8. Not Isolating Problem Areas. Few guitar players are aware of the small things that hold them back in big ways. Because these little imperfections seem insignificant to us, we often ignore them. The truth is, small hinges open big doors. In the video mentioned above I explained how allowing your guitar pick to lose its momentum when you are ‘not picking’ a note on the guitar makes your playing slow and sloppy…. which will make you feel very frustrated. This is why I was sure to make a special point to help you avoid that mistake. For example, before recording a new album I will practice very differently compared to the period before going on tour. Once I’m actually on tour my practice routine changes drastically again. The rest of the year my practicing schedule changes yet again. This happens because in each case my challenges and goals are totally different. When my guitar students ask me, “Tom, how do you practice guitar?” I’m careful not to let my students assume that they should practice the same way that I do. Your practice schedule and strategy needs to be built around YOU and you only! If you need help building your own practice schedule, email me directly.
9.Learning From Too Many Different Sources Of Information.
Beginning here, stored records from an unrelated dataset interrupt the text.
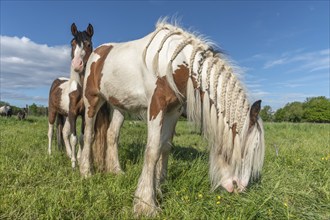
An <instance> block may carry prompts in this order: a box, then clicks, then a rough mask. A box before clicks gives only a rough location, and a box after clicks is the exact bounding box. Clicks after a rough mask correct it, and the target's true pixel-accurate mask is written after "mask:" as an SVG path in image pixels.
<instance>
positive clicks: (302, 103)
mask: <svg viewBox="0 0 330 220" xmlns="http://www.w3.org/2000/svg"><path fill="white" fill-rule="evenodd" d="M260 116H261V118H262V119H263V120H264V121H273V122H284V121H286V122H317V123H330V99H328V98H326V97H325V96H319V97H311V98H307V99H306V101H304V102H291V103H288V104H286V105H285V106H284V107H283V108H280V109H277V110H276V111H273V110H272V108H271V107H270V106H269V105H266V106H264V107H263V108H262V109H261V111H260Z"/></svg>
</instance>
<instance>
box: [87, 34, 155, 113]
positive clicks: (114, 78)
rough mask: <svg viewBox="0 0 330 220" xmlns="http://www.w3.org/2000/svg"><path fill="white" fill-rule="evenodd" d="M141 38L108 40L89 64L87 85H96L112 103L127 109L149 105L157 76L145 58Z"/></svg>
mask: <svg viewBox="0 0 330 220" xmlns="http://www.w3.org/2000/svg"><path fill="white" fill-rule="evenodd" d="M142 52H143V45H142V43H141V42H139V41H138V40H137V41H132V42H126V43H114V44H112V43H108V44H104V45H101V46H100V47H98V48H96V50H95V51H94V53H93V54H92V55H91V57H90V60H89V63H88V64H87V71H86V79H85V81H87V84H86V85H85V86H86V89H87V88H88V89H91V87H94V89H95V90H99V92H100V93H101V94H102V96H103V97H105V99H106V100H107V101H109V102H110V103H111V104H114V105H115V106H116V105H117V106H120V107H121V108H122V109H127V110H140V109H144V108H146V107H147V105H148V97H150V96H151V94H152V91H153V90H154V87H155V82H156V77H155V76H154V75H153V74H150V73H148V70H147V68H146V67H145V65H144V63H143V60H142Z"/></svg>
There will always be many learning opportunities and various paths to take, but it is critical that you do not get distracted into following a piece of advice from one person, then another piece of advice from another person and then follow more resources from somewhere else and so on and so on... while different people may have some good ideas to offer, the fact is, distraction is a big reason why many guitar players who are actively learning, don't really move forward quickly... these people are always busy following totally different resources, teachers, philosophies, instructional videos, free online guitar lessons, but all of this leads them to take one step forward, then 2 steps to the right, then one step forward, then 3 steps to the left, then one step backward, then two to the right, then 1 step forward and then another step to the left.